Organized labor — like religious or political institutions — is always only a generation old. Indeed, labor relies on a blend of both habits practiced by a distinct community and a distinct moral vision to endure. And while the habits and members of the community may adjust to meet new historical realities, if the moral vision is lost, the community cannot hold together. It is like dropping a tooth into acid: It might look okay for a while and might even look strong, but it is dissolving. In time it will simply disappear. . . . Young workers don’t care about institutions that don’t seem to care about them, and analysis of union membership by age shows that younger workers are having fewer and fewer interactions with unions. The percentage of unionized workers between the ages of 25 and 34 is lower than those in older cohorts, contributing to what Gavin Kelly, in reference to a similar phenomenon in the U.K., describes as a growing class of “never members.”
This isn’t just speculative. As Sarita Gupta, Stephen Lerner, and Joseph McCartin wrote for the Boston Review last year, in the 21st century, the traditional binary approach of a cohort of workers bargaining with an employer “has failed on every level.” Far more successful in the 21st century is collective bargaining that includes outside stakeholders in the agreement - in this context, that means minor leaguers and amateurs as well, with everyone whose rights are to be impacted having a seat at the table.

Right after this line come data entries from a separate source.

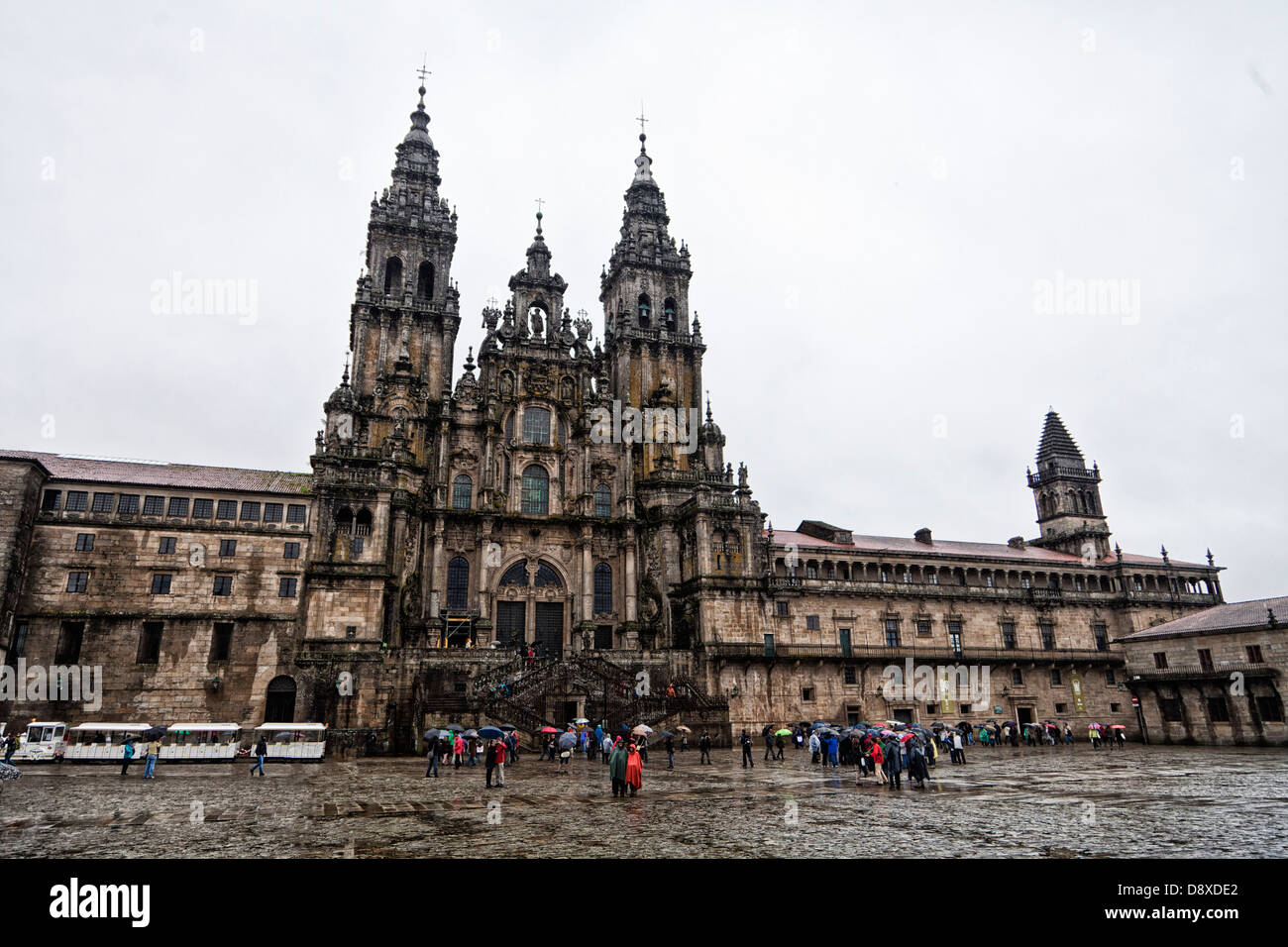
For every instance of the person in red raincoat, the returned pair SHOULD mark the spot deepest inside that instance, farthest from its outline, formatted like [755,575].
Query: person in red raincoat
[634,768]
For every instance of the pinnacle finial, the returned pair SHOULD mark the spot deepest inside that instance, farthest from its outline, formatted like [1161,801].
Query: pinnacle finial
[423,72]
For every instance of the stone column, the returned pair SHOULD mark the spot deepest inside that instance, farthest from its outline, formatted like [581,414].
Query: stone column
[630,575]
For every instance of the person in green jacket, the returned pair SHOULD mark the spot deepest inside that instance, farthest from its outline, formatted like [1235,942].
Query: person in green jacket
[617,768]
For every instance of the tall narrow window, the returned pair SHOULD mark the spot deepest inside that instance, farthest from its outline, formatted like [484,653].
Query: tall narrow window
[393,274]
[603,589]
[536,425]
[463,492]
[536,489]
[458,583]
[425,281]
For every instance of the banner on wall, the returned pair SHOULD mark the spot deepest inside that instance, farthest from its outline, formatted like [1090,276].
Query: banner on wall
[1076,686]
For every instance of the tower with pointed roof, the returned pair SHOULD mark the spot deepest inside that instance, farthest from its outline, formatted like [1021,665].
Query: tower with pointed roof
[653,342]
[1067,495]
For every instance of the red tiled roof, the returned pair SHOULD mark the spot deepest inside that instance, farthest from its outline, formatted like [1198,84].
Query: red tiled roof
[1232,616]
[63,467]
[897,545]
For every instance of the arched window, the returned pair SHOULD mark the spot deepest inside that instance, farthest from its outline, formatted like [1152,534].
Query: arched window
[425,281]
[536,489]
[603,587]
[279,699]
[463,492]
[536,425]
[458,583]
[516,574]
[393,274]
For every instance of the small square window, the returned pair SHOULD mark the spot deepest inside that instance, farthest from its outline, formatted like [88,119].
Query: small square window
[222,642]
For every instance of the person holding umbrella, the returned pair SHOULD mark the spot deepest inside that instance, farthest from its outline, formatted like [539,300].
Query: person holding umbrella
[634,770]
[617,770]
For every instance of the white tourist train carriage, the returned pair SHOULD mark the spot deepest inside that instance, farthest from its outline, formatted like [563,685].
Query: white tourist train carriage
[102,742]
[292,741]
[43,741]
[201,742]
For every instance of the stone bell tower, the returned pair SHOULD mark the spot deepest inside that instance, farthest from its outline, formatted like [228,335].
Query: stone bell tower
[1068,496]
[653,344]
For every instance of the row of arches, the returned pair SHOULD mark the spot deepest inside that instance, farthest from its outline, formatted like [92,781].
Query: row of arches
[518,575]
[424,278]
[644,307]
[844,571]
[1074,501]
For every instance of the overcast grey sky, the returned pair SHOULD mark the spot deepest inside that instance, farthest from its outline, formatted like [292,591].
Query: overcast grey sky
[872,193]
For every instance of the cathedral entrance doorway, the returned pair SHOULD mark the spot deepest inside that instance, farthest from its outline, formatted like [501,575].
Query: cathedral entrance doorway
[550,628]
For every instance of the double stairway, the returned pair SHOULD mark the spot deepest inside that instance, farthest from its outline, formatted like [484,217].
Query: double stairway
[532,693]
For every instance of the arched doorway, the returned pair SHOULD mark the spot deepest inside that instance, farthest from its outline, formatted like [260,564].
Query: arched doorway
[279,701]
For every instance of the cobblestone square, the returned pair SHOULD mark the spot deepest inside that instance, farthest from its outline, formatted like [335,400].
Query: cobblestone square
[1057,801]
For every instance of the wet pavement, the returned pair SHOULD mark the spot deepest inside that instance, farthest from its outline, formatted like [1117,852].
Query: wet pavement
[1054,801]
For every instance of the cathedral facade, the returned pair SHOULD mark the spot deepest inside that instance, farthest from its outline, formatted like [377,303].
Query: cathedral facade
[552,532]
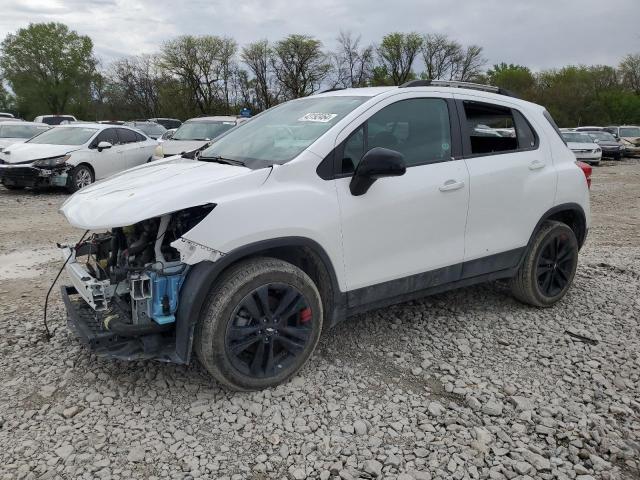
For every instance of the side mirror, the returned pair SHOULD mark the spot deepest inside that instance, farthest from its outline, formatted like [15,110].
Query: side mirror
[104,146]
[376,163]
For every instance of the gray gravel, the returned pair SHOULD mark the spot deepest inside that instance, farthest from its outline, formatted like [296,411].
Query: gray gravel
[468,384]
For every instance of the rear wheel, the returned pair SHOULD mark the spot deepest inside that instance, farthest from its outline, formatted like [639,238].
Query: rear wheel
[80,177]
[261,324]
[549,266]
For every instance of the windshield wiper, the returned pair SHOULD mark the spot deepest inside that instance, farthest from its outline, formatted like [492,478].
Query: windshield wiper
[227,161]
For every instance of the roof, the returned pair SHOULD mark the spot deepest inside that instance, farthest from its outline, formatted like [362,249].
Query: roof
[215,118]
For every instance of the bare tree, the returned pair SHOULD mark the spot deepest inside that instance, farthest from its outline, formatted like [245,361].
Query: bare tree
[630,72]
[257,57]
[440,55]
[299,65]
[354,64]
[137,79]
[396,54]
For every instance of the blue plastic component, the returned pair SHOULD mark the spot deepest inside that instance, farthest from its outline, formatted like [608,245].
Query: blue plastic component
[165,290]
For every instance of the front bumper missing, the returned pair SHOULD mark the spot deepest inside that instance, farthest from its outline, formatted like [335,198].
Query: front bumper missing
[95,292]
[87,325]
[30,176]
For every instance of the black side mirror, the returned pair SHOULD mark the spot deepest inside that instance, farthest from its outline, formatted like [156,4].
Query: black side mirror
[376,163]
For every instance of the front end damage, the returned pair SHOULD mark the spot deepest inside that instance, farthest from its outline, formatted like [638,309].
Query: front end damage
[33,175]
[126,285]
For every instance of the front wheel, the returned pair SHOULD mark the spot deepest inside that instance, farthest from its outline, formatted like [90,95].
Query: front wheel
[261,324]
[549,266]
[79,177]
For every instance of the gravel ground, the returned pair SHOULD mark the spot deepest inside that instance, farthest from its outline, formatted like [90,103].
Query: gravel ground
[468,384]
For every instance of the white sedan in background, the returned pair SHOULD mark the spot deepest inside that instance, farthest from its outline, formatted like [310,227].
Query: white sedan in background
[17,131]
[583,147]
[74,156]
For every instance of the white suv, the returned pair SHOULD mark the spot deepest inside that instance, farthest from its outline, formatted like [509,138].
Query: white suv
[318,209]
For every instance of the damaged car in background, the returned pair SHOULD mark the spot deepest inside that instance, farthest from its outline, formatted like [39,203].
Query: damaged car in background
[73,156]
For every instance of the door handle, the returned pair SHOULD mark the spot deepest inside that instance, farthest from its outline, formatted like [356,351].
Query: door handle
[536,165]
[450,185]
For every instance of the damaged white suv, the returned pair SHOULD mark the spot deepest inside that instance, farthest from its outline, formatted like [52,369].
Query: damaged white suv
[318,209]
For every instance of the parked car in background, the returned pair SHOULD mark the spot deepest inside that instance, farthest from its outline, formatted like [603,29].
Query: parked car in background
[583,147]
[167,123]
[194,134]
[611,148]
[55,119]
[629,135]
[13,131]
[74,156]
[151,129]
[167,135]
[320,208]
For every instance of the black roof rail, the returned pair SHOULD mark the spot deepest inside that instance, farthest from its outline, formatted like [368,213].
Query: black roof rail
[334,89]
[457,84]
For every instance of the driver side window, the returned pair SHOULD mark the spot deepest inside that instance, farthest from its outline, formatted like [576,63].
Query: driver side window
[418,128]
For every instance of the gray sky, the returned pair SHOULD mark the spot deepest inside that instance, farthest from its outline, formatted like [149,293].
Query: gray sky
[537,33]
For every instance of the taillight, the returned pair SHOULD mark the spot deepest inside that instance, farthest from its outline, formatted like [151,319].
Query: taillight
[586,169]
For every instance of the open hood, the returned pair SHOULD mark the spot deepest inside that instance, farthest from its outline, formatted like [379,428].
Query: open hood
[155,189]
[26,152]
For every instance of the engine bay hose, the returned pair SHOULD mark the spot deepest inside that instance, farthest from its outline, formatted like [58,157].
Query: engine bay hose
[117,326]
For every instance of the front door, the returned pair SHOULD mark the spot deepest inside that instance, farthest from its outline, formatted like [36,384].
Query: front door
[406,230]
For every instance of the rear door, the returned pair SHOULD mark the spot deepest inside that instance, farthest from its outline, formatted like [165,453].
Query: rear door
[109,160]
[512,182]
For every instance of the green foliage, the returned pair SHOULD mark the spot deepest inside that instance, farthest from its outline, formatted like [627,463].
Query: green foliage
[49,68]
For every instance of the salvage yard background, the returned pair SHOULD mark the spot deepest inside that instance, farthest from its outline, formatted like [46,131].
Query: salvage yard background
[468,384]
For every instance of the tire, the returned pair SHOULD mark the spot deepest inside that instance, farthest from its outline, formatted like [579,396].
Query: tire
[542,285]
[81,176]
[233,317]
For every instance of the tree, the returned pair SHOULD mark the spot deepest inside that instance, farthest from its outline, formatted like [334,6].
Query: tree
[630,72]
[48,66]
[354,64]
[515,78]
[257,57]
[138,79]
[440,55]
[203,65]
[299,65]
[397,52]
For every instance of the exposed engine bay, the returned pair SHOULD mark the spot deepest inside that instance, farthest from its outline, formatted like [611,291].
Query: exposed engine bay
[131,276]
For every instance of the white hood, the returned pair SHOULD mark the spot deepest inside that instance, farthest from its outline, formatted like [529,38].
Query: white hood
[157,188]
[5,142]
[176,147]
[582,146]
[25,152]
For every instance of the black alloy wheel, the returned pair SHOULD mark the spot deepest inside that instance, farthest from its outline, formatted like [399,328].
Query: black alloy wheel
[555,265]
[269,329]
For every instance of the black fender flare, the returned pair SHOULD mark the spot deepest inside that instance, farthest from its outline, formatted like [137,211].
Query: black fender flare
[201,276]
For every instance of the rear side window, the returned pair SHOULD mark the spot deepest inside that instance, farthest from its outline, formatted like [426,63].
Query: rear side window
[127,136]
[418,128]
[494,129]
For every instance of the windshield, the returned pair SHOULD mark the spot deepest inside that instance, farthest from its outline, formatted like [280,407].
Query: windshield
[150,128]
[65,136]
[629,131]
[20,131]
[202,130]
[602,136]
[576,137]
[283,132]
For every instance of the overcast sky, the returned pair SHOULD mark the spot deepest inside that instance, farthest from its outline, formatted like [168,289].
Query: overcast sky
[537,33]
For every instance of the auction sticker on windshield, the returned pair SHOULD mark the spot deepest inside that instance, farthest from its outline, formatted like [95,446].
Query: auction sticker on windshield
[318,117]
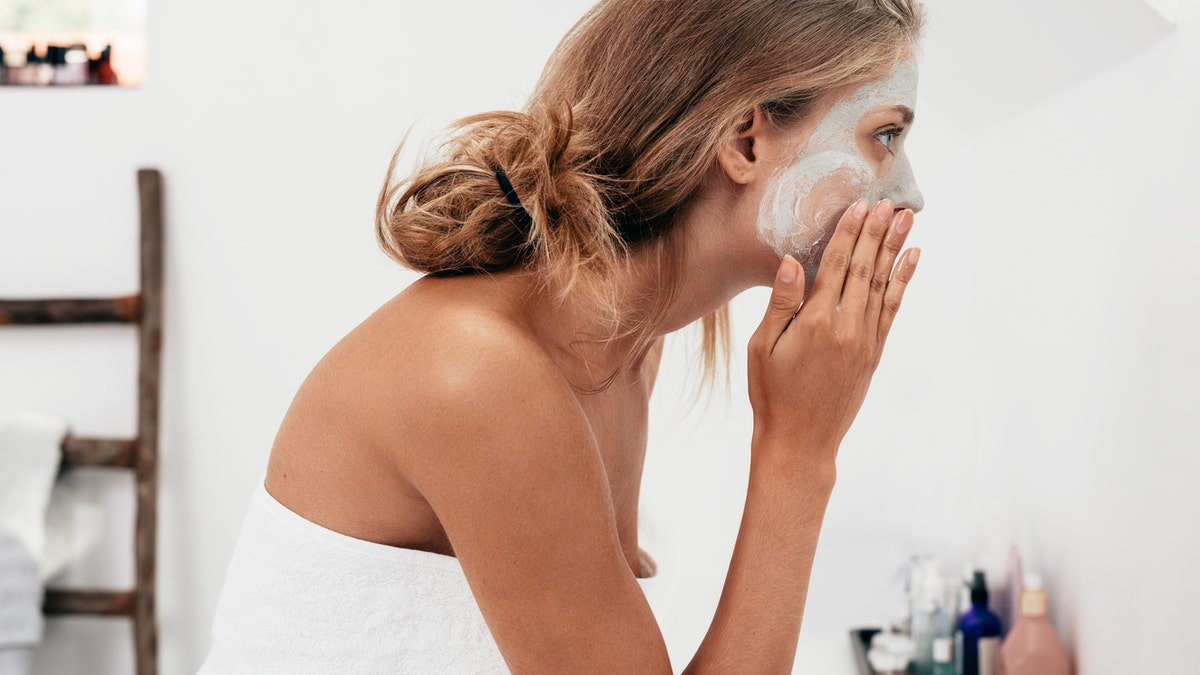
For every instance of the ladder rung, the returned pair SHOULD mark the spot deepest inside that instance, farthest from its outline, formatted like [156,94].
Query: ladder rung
[100,452]
[100,310]
[99,603]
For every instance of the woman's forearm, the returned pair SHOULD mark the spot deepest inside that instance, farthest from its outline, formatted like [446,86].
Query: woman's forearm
[757,621]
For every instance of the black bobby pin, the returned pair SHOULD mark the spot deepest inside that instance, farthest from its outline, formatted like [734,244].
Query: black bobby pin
[510,193]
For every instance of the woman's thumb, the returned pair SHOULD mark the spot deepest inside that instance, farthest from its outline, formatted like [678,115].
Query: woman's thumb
[786,296]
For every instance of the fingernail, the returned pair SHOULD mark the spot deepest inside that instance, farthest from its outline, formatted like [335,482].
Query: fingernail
[787,269]
[883,209]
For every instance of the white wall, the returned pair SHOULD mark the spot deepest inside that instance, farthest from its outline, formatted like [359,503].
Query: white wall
[1037,388]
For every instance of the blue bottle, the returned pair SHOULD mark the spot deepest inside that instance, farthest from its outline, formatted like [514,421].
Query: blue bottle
[979,632]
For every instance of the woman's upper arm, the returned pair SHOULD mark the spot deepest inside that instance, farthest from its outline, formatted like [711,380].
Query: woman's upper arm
[510,469]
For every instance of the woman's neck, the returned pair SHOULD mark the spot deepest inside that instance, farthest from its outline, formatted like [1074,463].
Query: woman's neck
[694,270]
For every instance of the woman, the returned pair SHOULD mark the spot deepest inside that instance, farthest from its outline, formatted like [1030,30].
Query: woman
[455,487]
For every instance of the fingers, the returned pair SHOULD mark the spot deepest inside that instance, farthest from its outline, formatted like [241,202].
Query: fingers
[786,296]
[861,273]
[832,275]
[893,242]
[894,293]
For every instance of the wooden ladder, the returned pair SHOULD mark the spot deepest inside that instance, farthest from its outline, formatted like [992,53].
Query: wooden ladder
[139,454]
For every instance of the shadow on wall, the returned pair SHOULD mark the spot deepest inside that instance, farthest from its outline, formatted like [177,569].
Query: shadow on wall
[985,60]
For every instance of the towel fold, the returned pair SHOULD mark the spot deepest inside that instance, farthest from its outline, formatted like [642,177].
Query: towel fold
[29,459]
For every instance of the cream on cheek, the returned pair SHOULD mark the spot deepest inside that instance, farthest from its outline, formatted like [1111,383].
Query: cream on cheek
[802,203]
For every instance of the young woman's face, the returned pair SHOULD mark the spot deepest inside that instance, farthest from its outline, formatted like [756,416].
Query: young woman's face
[856,151]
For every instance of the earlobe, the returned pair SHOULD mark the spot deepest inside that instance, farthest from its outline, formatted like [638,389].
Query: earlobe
[737,155]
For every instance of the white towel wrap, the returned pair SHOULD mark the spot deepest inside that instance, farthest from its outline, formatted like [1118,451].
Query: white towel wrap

Put more bluntly, as Andrew Tillett-Saks did for Jacobin, “Whether unions refused to organize them, opposed their legal rights, or supported their political repression, workers shunned by unions have regularly come back to haunt labor like ghosts. Workers left alone to fend for themselves are left little choice but to undercut unions.” Minor leaguers and amateurs seeking to protect their rights now have no choice but to consider the MLBPA an opponent, not an ally, and respond accordingly. How, exactly, can the union endure if it is being attacked by its own future membership?
The sad and inescapable answer is that no union can survive the alienation of its own future. But that’s what the MLBPA is doing - setting its future on fire to preserve its present.
Of course, the league isn’t going to step in to save the union; the league is only too happy to sit back and watch the MLBPA destroy itself, even if the results of that destruction won’t be seen for another generation. The MLBPA is in a full-blown crisis of its own creation. The saddest part is that they don’t seem to know it yet.